X, y = data.drop('Survived', axis=1), data.pop('Survived')

X_train, X_test, y_train, y_test = train_test_split(X,y, test_size=0.3, stratify=y)

### 2. Creade models

In [19]:
DT = DecisionTreeClassifier()
KNN = KNeighborsClassifier()
LR = LogisticRegression(solver='lbfgs', max_iter=1000)


### 3. Evaluate each model

In [20]:
DT.fit(X_train, y_train)
KNN.fit(X_train, y_train)
LR.fit(X_train, y_train)

DT.score(X_test, y_test), KNN.score(X_test, y_test) , LR.score(X_test, y_test)

(0.7947761194029851, 0.7164179104477612, 0.8134328358208955)

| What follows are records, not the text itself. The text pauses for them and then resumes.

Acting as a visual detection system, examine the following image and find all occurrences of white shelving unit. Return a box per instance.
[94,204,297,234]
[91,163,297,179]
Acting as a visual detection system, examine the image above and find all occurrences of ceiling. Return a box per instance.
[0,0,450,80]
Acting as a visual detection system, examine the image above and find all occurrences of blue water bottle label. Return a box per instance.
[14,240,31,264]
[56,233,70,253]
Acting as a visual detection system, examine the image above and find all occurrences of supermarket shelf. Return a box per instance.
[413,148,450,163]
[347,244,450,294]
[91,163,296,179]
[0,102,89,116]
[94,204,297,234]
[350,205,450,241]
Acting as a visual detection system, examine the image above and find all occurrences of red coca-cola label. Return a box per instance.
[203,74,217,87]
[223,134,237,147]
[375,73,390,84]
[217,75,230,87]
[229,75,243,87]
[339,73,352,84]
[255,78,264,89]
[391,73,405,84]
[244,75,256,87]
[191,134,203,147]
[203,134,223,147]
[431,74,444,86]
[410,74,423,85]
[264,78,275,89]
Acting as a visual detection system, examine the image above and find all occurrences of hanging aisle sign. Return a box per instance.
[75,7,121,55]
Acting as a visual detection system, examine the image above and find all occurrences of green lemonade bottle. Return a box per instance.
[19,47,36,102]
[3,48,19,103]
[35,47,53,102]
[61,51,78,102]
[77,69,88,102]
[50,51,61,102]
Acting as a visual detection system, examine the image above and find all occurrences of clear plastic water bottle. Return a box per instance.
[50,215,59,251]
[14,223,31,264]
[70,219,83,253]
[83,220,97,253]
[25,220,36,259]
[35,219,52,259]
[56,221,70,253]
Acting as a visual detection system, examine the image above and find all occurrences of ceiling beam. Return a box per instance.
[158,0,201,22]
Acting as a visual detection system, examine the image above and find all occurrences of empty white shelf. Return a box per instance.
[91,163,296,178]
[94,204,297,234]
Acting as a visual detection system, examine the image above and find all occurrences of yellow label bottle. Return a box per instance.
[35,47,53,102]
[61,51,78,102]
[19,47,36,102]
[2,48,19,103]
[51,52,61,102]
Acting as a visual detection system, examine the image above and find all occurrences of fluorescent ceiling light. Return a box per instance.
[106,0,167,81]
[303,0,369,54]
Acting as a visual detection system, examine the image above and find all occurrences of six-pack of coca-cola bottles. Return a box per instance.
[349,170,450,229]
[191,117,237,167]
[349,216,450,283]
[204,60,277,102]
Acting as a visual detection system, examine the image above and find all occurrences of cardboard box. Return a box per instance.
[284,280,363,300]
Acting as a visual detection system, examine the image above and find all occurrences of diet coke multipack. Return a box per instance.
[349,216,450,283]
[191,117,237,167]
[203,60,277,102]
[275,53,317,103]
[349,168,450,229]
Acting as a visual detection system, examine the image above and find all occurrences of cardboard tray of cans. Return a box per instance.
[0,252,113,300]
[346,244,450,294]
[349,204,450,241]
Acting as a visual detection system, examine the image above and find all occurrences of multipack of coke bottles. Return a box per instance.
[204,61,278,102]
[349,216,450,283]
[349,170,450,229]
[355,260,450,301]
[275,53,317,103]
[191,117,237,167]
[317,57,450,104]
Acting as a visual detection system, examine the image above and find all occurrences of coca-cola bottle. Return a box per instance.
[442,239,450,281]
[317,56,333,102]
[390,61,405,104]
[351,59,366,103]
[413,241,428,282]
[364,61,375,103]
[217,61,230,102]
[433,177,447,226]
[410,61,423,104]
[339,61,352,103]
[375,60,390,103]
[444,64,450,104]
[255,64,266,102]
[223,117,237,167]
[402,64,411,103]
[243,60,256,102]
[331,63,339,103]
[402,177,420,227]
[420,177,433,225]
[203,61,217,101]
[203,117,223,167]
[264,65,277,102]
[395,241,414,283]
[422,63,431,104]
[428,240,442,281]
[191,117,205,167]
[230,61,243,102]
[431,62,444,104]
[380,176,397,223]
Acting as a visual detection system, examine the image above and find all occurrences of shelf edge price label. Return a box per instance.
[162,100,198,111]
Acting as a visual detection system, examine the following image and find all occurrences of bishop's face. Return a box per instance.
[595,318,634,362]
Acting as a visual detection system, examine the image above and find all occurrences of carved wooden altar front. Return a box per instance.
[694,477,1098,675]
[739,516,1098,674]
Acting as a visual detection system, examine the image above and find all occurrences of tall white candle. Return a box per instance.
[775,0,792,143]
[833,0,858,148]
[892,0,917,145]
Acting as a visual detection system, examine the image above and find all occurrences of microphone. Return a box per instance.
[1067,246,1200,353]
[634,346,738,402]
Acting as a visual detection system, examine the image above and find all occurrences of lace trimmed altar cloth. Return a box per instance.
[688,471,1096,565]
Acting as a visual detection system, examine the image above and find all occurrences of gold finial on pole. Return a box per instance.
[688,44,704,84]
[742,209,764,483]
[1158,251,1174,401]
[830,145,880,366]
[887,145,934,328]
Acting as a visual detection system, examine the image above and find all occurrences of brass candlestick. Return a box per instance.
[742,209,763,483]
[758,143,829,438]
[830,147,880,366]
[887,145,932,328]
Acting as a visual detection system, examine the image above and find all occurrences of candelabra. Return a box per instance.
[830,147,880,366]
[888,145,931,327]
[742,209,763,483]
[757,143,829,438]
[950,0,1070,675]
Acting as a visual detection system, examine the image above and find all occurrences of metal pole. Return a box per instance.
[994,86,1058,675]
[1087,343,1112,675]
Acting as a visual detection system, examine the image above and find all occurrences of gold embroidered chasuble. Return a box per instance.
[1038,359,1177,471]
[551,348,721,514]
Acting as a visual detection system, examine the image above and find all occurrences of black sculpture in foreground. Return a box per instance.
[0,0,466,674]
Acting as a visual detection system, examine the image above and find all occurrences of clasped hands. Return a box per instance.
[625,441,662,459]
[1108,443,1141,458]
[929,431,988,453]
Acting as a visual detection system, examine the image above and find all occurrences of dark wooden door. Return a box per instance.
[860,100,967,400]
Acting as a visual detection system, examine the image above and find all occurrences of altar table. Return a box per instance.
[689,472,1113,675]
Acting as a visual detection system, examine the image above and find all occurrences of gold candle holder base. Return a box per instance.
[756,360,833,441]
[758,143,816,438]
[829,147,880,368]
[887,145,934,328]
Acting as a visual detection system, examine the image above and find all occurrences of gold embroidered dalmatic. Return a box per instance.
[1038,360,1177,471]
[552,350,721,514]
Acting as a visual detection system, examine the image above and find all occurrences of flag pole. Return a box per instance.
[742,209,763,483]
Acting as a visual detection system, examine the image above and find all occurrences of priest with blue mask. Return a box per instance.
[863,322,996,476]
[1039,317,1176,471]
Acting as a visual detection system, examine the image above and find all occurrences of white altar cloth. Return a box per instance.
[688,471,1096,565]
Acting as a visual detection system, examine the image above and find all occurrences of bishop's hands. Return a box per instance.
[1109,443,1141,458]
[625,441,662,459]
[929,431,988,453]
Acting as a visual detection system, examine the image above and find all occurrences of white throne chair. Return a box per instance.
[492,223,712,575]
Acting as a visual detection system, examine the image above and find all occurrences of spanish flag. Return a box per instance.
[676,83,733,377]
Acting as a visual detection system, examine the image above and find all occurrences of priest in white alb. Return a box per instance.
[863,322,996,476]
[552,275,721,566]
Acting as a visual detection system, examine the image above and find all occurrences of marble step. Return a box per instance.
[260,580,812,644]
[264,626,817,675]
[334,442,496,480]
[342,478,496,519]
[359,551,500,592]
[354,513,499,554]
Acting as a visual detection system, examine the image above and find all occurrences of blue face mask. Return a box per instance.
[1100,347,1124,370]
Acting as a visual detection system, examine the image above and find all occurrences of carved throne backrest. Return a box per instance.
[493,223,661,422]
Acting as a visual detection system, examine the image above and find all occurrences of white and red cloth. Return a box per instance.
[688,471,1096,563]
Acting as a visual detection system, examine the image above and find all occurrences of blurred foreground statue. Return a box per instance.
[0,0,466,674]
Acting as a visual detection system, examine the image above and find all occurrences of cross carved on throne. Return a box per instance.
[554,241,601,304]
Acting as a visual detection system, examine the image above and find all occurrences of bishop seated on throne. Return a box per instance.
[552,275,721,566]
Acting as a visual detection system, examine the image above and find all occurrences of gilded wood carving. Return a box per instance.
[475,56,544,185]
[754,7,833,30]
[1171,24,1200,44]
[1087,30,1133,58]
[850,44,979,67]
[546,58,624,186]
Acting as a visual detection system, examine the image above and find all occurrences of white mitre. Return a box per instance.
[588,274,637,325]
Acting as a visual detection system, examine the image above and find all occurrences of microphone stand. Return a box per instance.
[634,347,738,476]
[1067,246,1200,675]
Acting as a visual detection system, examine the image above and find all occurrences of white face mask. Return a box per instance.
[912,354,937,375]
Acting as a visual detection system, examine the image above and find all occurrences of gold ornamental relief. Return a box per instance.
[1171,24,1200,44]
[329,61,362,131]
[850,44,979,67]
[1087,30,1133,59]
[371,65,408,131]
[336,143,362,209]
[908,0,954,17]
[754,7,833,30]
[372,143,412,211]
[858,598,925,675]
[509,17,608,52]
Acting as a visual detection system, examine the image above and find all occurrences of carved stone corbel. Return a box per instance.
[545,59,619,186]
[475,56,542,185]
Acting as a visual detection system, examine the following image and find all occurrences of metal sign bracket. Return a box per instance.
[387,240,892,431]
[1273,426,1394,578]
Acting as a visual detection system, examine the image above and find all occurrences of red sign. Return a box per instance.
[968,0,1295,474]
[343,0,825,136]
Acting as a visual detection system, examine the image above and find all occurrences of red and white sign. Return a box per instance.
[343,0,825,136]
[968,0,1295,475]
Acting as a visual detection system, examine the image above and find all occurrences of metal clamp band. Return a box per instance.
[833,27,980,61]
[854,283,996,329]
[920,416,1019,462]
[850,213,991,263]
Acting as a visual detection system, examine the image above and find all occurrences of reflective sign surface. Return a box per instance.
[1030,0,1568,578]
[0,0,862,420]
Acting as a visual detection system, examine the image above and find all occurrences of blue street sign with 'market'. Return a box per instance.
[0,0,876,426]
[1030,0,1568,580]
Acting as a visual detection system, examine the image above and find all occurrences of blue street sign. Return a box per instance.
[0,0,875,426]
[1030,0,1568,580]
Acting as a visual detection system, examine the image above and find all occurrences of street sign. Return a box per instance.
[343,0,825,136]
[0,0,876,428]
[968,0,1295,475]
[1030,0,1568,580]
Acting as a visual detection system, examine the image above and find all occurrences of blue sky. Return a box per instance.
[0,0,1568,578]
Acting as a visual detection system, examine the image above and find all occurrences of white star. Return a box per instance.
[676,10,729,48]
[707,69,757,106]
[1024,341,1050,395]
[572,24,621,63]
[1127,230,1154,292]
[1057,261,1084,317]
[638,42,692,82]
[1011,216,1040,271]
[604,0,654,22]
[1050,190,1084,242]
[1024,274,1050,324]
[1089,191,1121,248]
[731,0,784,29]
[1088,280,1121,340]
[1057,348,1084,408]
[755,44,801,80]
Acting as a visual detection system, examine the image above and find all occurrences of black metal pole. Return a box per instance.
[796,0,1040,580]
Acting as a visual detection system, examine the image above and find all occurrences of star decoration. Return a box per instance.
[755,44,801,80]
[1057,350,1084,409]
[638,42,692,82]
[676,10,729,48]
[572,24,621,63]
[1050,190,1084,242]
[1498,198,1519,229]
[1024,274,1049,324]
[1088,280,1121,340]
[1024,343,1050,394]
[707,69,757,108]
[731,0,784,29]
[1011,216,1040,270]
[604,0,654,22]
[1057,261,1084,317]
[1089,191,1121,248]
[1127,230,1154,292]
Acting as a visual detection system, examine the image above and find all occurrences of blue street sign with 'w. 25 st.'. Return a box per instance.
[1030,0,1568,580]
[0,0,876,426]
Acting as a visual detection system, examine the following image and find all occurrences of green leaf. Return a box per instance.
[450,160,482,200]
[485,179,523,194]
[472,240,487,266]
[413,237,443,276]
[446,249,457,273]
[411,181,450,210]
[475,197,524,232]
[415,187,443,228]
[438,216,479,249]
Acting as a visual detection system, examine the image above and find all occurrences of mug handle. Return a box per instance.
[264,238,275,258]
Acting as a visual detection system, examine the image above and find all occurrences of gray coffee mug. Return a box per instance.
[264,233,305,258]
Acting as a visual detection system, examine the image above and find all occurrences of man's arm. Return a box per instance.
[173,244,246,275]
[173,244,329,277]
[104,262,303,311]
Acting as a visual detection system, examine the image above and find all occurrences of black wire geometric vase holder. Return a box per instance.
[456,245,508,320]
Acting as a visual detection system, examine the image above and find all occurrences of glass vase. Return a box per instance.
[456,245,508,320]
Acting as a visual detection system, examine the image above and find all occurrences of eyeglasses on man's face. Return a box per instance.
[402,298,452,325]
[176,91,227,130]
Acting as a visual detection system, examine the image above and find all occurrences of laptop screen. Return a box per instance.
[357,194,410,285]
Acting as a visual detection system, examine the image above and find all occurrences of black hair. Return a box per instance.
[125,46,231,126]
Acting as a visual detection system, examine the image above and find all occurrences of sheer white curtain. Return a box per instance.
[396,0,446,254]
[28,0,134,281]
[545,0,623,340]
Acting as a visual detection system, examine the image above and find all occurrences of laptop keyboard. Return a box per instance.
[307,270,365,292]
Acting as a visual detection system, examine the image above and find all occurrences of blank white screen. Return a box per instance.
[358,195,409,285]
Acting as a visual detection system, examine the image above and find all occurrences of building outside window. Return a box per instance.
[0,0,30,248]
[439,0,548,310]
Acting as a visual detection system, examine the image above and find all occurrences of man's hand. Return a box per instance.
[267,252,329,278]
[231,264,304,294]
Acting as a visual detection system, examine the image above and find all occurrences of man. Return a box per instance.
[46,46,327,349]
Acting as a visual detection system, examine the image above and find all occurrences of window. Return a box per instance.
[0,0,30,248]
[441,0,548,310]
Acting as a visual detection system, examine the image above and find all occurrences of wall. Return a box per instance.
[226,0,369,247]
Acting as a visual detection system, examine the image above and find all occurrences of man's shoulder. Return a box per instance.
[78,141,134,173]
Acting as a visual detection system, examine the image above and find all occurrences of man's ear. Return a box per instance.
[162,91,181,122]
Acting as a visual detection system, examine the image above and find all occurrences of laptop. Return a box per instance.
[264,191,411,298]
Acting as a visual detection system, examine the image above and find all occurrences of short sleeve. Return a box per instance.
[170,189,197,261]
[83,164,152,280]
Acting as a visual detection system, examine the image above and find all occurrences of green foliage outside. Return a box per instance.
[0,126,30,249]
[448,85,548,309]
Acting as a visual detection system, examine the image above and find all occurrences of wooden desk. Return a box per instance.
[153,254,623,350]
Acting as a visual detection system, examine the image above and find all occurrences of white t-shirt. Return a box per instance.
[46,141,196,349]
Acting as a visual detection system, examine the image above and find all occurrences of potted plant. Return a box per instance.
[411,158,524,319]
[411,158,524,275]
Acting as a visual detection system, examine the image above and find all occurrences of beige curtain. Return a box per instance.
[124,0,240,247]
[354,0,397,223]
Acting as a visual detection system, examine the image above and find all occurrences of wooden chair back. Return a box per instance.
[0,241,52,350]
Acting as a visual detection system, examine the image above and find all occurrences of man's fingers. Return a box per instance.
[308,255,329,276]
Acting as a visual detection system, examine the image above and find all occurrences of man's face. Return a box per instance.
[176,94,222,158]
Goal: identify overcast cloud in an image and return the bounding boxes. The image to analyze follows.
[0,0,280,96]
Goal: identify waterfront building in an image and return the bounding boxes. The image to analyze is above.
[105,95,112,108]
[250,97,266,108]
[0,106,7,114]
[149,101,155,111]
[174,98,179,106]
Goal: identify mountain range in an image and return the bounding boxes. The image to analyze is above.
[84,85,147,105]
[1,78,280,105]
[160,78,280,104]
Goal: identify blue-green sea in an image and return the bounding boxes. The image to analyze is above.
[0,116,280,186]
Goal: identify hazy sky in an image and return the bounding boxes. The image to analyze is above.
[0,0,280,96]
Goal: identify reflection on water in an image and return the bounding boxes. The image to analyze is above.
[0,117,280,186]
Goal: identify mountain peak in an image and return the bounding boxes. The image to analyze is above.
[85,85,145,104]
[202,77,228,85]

### 3. Train models and create new datasets using their predictions


#### 3.1 First approach: feeding the entire dataset

In [21]:
def model_predictions_holdout(model, X_train, y_train, X_holdout, X_test):
    #train the model
    model.fit(X_train, y_train)
    
    model_name = model.__class__.__name__
    model_name = "".join(c for c in model_name if c.isupper()) 

    #storing predictions for train and test
    pred_train=model.predict(X_holdout)
    pred_train = pd.DataFrame(pred_train, index = X_holdout.index, columns=[model_name])
    pred_test=model.predict(X_test)
    pred_test = pd.DataFrame(pred_test, index = X_test.index, columns=[model_name])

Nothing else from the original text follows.